In summary, each clause of PartiQL is an operator that inputs/outputs binding tuples. As such, we can (and will) present the semantics of each clause separately from the semantics of the other clauses. This is not the case in SQL: Notably, in the presence of aggregation functions the SELECT, HAVING, and WHERE cannot be interpreted in isolation; they can only be interpreted along with the GROUP BY clause.

Scoping Rules of Variables

As in any programming language, the PartiQL semantics have to deal with issues of variable scope. For example, how are references to x resolved in the following query:

SELECT x.a AS a
FROM db1 AS x
WHERE x.b IN (SELECT x.c FROM db2 AS x)

Since this is an SQL query and PartiQL is backwards compatible to SQL, it is easy to tell that the x in x.c resolves to the variable defined by the inner query’s FROM clause.

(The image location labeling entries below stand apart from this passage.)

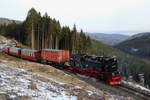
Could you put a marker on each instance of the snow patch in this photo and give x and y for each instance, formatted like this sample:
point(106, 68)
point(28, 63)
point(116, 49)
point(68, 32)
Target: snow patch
point(134, 49)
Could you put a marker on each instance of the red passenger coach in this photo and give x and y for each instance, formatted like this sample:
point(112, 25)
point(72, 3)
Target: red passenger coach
point(34, 55)
point(56, 56)
point(14, 51)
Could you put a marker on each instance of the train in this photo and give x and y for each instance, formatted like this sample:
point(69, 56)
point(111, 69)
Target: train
point(99, 67)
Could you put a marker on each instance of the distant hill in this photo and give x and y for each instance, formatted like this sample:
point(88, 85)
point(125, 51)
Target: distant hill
point(137, 45)
point(7, 21)
point(109, 39)
point(128, 65)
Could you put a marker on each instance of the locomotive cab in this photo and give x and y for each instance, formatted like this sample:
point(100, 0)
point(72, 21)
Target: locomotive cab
point(99, 67)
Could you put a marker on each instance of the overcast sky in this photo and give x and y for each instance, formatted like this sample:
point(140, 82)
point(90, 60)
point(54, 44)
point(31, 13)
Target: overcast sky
point(90, 15)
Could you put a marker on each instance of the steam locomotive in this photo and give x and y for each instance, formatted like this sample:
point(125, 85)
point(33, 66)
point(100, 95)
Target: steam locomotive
point(99, 67)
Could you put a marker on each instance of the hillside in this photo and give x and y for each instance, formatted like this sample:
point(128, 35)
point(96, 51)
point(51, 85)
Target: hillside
point(137, 45)
point(128, 65)
point(109, 39)
point(7, 21)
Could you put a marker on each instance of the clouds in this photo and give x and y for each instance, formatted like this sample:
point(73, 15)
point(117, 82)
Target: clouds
point(91, 15)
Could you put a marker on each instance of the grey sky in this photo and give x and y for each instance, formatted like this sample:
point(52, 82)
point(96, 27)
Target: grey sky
point(90, 15)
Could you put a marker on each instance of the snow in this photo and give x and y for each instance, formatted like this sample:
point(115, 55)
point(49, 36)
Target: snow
point(16, 81)
point(83, 76)
point(134, 49)
point(136, 85)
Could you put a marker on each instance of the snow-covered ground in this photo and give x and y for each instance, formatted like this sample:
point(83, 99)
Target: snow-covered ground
point(136, 86)
point(17, 82)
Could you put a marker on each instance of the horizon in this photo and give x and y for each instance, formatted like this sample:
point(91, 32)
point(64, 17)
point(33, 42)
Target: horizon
point(98, 16)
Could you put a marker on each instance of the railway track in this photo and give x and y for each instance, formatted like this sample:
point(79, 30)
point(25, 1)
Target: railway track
point(133, 91)
point(119, 90)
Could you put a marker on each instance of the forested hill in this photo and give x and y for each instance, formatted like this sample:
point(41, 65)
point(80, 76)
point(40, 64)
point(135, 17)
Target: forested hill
point(7, 21)
point(128, 65)
point(42, 32)
point(109, 39)
point(137, 45)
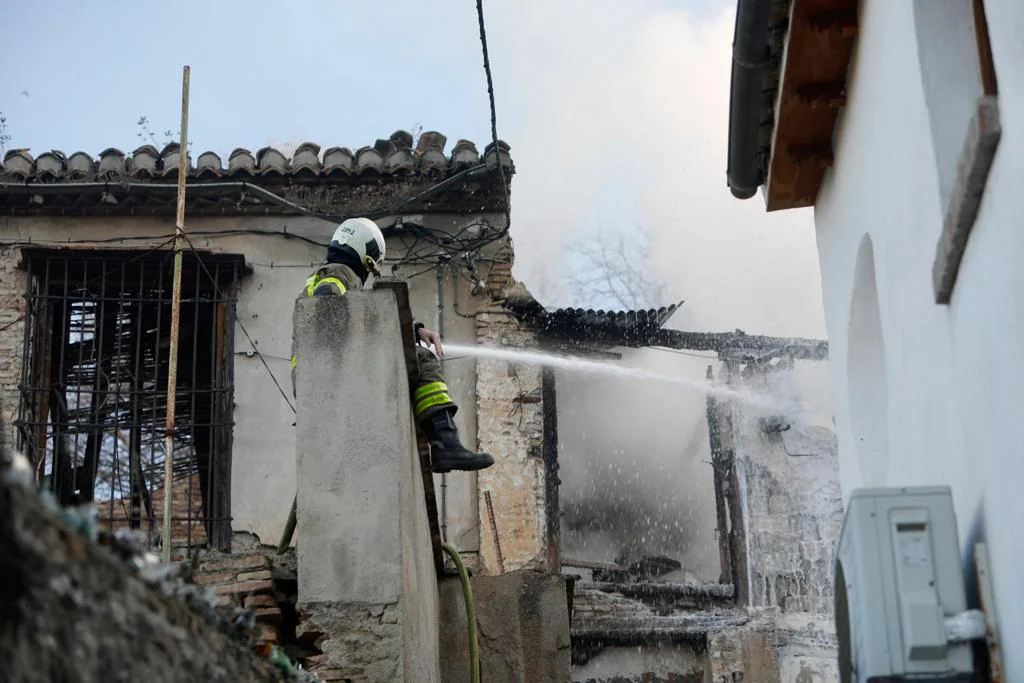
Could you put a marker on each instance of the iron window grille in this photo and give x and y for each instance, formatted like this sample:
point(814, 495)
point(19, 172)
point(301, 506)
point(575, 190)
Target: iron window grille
point(93, 391)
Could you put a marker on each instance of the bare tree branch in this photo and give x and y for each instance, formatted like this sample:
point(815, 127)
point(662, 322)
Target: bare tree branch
point(613, 271)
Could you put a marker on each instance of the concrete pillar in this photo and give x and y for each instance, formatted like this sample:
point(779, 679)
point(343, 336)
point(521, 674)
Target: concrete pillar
point(367, 579)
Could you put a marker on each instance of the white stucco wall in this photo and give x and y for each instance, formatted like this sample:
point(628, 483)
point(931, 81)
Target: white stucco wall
point(263, 452)
point(953, 376)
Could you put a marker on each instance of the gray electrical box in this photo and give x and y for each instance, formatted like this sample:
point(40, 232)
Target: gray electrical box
point(898, 577)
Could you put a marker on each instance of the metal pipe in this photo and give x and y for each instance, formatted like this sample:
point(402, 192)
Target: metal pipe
point(750, 56)
point(172, 363)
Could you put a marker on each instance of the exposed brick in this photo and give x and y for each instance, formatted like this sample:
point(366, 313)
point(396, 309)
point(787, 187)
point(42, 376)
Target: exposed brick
point(214, 579)
point(246, 587)
point(260, 601)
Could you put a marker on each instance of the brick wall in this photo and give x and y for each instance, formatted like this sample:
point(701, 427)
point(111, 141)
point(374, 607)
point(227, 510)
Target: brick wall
point(510, 427)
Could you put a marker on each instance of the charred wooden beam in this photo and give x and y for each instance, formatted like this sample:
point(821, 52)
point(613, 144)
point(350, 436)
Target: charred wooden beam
point(645, 629)
point(829, 94)
point(819, 153)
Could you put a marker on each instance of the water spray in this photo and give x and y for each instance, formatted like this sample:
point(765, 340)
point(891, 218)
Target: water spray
point(576, 364)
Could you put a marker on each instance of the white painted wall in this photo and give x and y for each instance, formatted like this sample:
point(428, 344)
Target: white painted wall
point(953, 376)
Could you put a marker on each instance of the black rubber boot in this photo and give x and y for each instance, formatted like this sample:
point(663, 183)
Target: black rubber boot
point(446, 452)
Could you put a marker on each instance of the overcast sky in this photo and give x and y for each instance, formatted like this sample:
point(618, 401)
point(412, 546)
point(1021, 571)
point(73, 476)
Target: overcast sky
point(615, 112)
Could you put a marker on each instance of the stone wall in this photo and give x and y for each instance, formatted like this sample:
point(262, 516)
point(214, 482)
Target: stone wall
point(11, 331)
point(71, 610)
point(523, 628)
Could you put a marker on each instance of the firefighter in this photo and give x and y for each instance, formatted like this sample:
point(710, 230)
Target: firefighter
point(355, 251)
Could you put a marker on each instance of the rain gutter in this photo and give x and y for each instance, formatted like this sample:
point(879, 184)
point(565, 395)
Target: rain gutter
point(750, 58)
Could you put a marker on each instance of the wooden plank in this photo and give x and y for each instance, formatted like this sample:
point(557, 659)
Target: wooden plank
point(812, 90)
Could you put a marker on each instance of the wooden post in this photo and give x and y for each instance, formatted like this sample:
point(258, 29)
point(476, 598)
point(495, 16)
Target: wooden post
point(172, 366)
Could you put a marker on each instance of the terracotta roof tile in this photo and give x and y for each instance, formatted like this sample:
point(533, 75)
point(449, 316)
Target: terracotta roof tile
point(395, 156)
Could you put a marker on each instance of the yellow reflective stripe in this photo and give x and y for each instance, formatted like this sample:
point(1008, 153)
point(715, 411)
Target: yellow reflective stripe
point(430, 388)
point(430, 401)
point(312, 282)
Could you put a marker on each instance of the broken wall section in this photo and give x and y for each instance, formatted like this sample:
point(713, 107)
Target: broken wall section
point(71, 610)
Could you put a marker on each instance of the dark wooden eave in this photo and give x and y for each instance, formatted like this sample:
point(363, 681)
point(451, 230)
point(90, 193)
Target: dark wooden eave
point(811, 92)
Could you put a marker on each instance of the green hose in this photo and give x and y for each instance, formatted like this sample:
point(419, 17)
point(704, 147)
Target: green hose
point(467, 591)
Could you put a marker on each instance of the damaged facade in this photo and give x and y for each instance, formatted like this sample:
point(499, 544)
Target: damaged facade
point(84, 331)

Technically, this scoping rule is captured by the following handling of binding tuples. The inner FROM clause is evaluated with a variables environment \$p = <<x:...>>\$; its x is the one defined by the outer FROM. Then the inner FROM clause outputs a binding \$b = <<x..>>\$; this x is defined by thinner FROM. Then the x.c is evaluated in the concatenation \$p||b\$ and because x appears in both \$p\$ and \$b\$, the concatenation keeps only the x of its right argument. Essentially by putting \$b\$ as the right argument of the concatenation, the semantics indicate that the variables of \$b\$ have precedence over synonymous variables in the left argument (which was the \$p\$).

Generally, given two binding tuples \$b\$ and \$b'\$, their concatenation is a binding tuple, denoted as \$b||b'\$, that has the variable bindings of both \$b\$ and \$b'\$. This creates the possibility that both \$b\$ and \$b'\$ have the same variable \$x\$. In this case, the concatenation \$b||b'\$ will have the \$b'.x\$ and its value; it will not have the \$b.x\$ and its value.

Note, the above does not resolve scoping issues resulting from conflicts between the database environment and the variables environment. We resolve these conflicts by explicit rules.

1. PartiQL also supports a syntax improvement where SELECT is optionally written as the last clause since, anyway, that’s the proper way to read an SQL query.